Bob’s first wagon kit pre-dated the K’s release, but it wasn’t until 1959 that his first two locomotives appeared. By 1964 22 locos were in the range, with a preference for southern and Great Western prototypes.

During the period up to 1980 new releases dropped, but the fine definition of Bob’s kits was now well known and popular. Through this time Bob chose to develop the manufacturing operations as a separate company, known as Industrial Display Company Limited, with him as Managing Director. Whilst this remained the structure for the Wills Scenic Series until 1997, the Wills Finecast range of rolling stock was transferred to South Eastern Finecast in June 1988. By acquiring the Stephen Poole range of wheels, and developing a nickel silver chassis kit for his loco kits, Bob ensured that Wills were still at the forefront of innovation in this field.

The need to upgrade the loco range with etched metal components, and to develop the Scenic Series in a totally different media, led Bob to pass over the business to Dave Ellis, and South Eastern Finecast then carried on the same traditions. The company was sold in April 1997, but Bob Wills remained a frequent visitor to Dave Ellis in Forest Row.

By March 1999, all Wills Scenic Series production was moved to the Ratio factory at Buckfastleigh, which meant that Wills had become a part of Peco.

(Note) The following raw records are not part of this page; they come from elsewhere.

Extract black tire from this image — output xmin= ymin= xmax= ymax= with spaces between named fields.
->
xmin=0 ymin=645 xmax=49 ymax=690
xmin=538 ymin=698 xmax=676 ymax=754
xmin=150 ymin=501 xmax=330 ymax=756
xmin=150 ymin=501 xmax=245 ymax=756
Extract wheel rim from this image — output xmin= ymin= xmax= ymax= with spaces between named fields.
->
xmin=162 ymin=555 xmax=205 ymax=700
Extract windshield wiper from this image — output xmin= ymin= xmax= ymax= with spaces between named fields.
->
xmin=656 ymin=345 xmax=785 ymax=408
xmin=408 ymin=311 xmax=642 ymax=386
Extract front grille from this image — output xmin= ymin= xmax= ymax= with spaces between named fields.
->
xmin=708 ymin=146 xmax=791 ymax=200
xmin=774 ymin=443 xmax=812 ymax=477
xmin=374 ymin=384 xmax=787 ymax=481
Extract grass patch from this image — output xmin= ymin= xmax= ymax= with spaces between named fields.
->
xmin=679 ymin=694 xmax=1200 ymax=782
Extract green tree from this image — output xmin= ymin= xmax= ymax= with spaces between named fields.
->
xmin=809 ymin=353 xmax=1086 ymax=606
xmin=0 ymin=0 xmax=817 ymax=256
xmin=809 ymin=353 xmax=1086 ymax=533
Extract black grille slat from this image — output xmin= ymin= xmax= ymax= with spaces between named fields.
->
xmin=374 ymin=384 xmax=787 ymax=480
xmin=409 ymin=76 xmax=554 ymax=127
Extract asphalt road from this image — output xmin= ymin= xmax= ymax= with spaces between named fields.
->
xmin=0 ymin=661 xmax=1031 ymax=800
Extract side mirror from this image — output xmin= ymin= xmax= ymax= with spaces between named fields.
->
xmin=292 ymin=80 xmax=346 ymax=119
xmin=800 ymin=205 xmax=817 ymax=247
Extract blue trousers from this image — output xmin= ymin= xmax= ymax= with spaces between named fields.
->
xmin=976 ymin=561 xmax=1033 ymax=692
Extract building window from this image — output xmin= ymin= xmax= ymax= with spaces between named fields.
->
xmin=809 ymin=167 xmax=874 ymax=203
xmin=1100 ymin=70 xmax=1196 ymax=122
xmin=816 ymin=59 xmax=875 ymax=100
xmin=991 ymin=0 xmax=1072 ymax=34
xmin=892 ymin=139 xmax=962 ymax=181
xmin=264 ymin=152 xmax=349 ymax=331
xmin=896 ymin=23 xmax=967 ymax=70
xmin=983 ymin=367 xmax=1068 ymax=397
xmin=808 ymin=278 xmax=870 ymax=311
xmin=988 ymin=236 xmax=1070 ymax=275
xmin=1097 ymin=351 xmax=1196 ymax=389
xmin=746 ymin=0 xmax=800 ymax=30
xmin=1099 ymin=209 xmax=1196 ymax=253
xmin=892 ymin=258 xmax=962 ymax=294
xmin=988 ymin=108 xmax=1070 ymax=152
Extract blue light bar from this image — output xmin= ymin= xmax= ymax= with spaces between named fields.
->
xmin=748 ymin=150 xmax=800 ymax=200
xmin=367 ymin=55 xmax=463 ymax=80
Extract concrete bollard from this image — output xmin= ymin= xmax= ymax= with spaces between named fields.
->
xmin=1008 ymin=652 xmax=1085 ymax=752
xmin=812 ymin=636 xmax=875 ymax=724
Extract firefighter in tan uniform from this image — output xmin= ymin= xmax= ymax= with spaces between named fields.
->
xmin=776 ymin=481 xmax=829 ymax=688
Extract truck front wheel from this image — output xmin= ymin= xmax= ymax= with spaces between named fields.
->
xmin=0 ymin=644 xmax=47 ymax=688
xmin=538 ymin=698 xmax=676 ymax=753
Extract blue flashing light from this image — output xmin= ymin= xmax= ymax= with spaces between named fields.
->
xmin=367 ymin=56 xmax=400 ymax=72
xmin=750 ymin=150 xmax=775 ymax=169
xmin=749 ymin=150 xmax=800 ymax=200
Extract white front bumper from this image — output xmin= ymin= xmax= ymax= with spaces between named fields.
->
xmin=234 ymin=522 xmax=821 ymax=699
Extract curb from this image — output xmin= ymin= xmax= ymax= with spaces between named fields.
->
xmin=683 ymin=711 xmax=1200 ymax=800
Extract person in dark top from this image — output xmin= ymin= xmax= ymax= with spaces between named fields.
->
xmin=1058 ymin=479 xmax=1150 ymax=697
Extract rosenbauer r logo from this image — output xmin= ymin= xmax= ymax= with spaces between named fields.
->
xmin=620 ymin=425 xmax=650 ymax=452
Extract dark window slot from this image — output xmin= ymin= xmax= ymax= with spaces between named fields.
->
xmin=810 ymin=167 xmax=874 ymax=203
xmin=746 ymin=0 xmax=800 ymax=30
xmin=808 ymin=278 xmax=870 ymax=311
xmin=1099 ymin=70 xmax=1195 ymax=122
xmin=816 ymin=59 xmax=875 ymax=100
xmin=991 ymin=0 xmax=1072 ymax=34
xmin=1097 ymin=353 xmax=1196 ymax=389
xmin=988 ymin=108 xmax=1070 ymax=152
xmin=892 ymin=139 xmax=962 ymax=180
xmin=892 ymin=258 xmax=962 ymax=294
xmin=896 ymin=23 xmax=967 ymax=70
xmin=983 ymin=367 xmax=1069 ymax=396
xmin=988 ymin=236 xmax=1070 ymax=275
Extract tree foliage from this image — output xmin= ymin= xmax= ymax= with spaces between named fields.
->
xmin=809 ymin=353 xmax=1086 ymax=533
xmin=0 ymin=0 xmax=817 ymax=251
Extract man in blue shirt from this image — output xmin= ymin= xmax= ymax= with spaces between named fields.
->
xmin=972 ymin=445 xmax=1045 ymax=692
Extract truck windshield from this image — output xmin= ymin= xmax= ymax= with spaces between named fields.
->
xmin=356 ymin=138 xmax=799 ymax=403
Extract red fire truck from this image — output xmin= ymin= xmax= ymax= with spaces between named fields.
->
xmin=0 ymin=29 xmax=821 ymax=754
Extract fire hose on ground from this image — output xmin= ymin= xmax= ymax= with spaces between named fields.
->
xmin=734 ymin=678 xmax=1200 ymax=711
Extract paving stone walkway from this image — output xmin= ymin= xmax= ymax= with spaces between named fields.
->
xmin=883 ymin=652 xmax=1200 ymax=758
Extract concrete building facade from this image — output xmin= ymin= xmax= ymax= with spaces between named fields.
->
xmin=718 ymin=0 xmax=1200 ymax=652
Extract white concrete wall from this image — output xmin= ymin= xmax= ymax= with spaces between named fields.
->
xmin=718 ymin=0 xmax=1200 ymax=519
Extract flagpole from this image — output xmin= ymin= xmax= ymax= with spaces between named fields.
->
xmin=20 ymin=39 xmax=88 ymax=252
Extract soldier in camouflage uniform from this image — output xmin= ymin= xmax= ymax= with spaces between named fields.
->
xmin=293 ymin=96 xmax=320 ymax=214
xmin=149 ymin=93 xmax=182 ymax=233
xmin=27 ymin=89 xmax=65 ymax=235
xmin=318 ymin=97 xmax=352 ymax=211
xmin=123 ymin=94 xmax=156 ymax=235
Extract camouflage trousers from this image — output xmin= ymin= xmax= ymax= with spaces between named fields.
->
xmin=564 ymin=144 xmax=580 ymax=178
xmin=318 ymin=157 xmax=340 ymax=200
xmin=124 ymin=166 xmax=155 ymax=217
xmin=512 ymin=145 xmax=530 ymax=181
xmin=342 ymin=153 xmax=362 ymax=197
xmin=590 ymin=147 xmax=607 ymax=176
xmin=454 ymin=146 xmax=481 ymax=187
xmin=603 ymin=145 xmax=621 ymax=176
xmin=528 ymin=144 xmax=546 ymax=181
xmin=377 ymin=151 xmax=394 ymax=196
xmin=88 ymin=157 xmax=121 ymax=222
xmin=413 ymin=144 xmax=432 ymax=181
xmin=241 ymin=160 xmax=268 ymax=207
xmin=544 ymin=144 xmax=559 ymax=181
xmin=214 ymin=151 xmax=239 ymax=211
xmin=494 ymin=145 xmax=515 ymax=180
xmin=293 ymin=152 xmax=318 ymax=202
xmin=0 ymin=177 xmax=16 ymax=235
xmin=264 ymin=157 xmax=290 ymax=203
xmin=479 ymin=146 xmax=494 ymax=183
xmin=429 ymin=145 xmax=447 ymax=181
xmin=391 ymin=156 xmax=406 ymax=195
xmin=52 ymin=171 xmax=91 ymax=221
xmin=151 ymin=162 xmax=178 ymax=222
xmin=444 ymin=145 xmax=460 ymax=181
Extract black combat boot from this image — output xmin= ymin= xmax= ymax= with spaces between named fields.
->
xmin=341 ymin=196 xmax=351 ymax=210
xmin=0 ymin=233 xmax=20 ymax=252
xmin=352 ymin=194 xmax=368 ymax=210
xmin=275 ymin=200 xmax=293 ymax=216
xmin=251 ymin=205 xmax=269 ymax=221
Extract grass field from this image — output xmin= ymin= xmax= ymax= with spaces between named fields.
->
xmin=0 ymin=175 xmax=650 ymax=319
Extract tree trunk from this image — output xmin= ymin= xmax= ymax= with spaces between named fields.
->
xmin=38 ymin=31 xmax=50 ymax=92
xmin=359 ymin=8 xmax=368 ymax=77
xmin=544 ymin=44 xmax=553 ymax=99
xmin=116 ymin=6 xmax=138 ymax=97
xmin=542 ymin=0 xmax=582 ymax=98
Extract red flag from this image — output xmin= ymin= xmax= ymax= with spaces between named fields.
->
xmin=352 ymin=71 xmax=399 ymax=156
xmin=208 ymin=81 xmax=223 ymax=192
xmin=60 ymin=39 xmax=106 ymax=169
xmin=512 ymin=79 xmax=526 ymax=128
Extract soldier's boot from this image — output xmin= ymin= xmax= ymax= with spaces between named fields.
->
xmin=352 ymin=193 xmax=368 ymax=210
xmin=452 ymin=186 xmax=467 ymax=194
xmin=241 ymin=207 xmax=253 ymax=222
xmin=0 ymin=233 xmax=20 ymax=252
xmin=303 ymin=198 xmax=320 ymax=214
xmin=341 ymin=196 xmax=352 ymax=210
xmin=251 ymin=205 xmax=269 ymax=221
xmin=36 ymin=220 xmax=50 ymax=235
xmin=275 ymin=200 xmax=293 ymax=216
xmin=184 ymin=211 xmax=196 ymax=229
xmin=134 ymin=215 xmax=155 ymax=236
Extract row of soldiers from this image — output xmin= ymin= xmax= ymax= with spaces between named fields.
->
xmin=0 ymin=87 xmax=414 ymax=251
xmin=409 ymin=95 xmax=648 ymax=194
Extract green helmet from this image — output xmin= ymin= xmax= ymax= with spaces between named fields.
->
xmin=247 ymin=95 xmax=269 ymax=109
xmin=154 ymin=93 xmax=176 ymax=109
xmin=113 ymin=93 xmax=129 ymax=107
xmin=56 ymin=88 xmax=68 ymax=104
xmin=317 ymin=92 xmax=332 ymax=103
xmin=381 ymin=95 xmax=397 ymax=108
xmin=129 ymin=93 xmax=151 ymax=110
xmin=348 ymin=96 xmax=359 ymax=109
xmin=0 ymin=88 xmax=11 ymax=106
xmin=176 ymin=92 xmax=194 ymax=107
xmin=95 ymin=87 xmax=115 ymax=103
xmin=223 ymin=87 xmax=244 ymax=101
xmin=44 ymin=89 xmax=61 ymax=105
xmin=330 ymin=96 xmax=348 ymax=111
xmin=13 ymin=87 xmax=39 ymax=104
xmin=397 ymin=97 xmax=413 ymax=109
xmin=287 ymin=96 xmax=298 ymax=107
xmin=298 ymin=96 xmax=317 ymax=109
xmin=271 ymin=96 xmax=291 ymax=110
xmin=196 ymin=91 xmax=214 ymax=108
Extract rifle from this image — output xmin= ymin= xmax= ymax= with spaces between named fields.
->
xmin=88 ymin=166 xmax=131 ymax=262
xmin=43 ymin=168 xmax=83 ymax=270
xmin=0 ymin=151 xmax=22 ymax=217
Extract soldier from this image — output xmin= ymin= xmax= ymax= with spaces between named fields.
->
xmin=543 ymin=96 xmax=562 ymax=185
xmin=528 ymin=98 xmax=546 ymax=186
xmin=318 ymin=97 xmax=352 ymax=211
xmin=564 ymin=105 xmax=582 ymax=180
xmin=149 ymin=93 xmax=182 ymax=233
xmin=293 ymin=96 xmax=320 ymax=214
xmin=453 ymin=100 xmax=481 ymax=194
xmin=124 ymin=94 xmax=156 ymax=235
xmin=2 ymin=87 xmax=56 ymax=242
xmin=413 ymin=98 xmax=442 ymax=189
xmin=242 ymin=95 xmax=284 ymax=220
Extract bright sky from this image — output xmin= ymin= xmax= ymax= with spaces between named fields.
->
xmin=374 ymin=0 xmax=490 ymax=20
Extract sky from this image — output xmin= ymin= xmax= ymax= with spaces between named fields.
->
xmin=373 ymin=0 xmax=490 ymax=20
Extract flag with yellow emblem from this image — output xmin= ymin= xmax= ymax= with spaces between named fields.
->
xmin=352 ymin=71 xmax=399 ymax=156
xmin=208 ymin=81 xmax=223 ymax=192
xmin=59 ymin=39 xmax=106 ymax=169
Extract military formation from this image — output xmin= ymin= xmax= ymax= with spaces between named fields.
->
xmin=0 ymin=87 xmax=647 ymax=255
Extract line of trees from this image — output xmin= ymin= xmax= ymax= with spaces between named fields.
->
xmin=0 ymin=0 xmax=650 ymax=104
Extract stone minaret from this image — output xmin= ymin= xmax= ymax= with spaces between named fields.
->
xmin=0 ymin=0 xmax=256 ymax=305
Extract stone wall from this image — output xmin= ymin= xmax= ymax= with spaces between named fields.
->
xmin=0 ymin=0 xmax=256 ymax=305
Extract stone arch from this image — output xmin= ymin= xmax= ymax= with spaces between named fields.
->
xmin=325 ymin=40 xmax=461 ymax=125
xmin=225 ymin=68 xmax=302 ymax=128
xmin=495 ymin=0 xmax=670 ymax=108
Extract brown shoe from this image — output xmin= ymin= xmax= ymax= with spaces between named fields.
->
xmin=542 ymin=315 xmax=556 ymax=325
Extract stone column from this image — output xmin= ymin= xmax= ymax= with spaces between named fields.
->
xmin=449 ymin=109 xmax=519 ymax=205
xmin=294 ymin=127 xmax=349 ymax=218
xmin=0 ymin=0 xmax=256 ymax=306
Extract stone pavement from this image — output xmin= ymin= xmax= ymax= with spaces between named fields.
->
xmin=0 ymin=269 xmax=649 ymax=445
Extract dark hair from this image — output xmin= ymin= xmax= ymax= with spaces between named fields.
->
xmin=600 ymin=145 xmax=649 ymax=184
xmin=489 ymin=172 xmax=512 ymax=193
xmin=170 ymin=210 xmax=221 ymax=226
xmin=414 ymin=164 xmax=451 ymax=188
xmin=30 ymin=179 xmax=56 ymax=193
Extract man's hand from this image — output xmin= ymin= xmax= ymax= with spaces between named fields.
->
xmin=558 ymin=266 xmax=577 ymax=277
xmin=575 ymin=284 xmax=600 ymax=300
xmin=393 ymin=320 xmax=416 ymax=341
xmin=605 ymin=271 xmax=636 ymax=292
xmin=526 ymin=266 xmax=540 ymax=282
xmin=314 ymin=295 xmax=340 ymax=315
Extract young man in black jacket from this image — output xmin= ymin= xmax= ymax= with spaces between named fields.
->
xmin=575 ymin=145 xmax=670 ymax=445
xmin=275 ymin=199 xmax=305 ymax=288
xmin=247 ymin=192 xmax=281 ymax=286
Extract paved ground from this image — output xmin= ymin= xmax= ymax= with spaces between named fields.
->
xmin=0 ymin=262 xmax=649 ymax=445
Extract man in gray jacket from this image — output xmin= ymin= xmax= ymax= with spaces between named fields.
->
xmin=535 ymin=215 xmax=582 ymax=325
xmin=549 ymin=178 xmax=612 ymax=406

With the acquisition by Dave Ellis of Wills, the development work associated with incorporating etched nickel silver chassis, re-engineering the twenty year old kit components, and entirely new kits began. Dave used a network of people to assist with design, which included Alistair Rolfe of Modeltec and Paul Vine of Precision Miniature Arts. Paul was originally one of Dave’s Saturday lads working in the shop. Ray Rogers became involved in the mid 1990s, and by 1999 Alistair Rolfe had launched his own range called No Nonsense Kits.

Ron Goult of Little Engines established a working relationship with Dave which entailed Goult redesigning kits for Dave, whilst Dave cast the Little Engines range.